Sorting AlphaNumeric non standard field

  • I am working on streamlining some work that another group here is doing. They have a series of several hundred documents (entered into a table). The document naming structure is not really "standard" meaning that there is a set pattern. Other than the first two characters are Alpha (ex: SE).

    I have stripped out those characters as the first level of my order by gets them all together. The problem comes when I try and sort the following:

    11e

    11EOa

    11f

    15c

    1a

    1a

    1b

    After these strings there is a space and then the rest of the file name. I just need to get these in order. I thought about trying to split the numeric from the alpha, but have not been very successful.
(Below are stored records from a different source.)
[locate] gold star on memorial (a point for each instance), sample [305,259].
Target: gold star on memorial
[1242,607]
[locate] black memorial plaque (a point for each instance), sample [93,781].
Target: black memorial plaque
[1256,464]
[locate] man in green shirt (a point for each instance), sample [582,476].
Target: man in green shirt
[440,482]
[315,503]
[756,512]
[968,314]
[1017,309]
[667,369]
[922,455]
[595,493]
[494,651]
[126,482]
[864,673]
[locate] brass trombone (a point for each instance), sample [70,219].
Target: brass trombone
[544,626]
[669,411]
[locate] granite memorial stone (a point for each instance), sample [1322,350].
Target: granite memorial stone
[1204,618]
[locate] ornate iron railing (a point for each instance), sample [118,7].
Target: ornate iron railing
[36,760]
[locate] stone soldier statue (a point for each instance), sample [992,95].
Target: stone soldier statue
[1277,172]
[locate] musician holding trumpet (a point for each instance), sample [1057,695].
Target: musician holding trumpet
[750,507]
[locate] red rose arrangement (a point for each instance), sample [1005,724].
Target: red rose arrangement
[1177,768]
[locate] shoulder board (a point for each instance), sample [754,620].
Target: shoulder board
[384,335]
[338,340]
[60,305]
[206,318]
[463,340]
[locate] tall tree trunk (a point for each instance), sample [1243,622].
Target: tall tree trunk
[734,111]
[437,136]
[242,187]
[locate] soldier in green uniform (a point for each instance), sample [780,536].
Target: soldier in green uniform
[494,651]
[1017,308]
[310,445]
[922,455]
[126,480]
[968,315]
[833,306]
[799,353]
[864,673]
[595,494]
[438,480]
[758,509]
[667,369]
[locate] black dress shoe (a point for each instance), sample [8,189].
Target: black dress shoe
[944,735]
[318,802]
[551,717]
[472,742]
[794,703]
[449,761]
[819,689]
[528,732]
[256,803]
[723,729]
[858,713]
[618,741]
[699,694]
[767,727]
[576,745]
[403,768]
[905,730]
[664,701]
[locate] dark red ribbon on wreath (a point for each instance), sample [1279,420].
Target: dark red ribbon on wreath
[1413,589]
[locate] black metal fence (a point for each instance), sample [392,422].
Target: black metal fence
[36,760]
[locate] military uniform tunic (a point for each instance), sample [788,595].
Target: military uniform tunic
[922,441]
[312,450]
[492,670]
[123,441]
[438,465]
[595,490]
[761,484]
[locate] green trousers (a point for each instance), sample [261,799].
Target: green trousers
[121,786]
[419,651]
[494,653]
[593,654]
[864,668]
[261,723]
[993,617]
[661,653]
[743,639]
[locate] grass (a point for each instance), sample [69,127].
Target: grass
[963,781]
    my order by is based on:

    substring(eso.documentTitle, 3, CHARINDEX(' ', eso.documentTitle)-2)

    As you can see there are some that have a single digit, and some that have multiple characters after the numbers. Any thoughts on the best way to attack this? I am trying to do this in my TSQL, as I am grabbing the data and throwing it into a temp table to redo the sort order (IE: update the original table as it is based on the order in which these files where entered into the DB.)

    Hope this makes sense....

    TIA.

  • ...

    Hope this makes sense....

    ...

    It would make full sense, if you could show the exact expected result based on your sample. It would help to understand how you want your data be sorted...

    _____________________________________________
    "The only true wisdom is in knowing you know nothing"
    "O skol'ko nam otkrytiy chudnyh prevnosit microsofta duh!":-D
    (So many miracle inventions provided by MS to us...)

    How to post your question to get the best and quick help[/url]

  • Here is a subset of the data showing the current problem. notice that 2a comes after 27n. there unfortunately is no pattern or set number of files that can or will be present. Some may have OO27a-g or they may go to a-n. Hope that is clearer.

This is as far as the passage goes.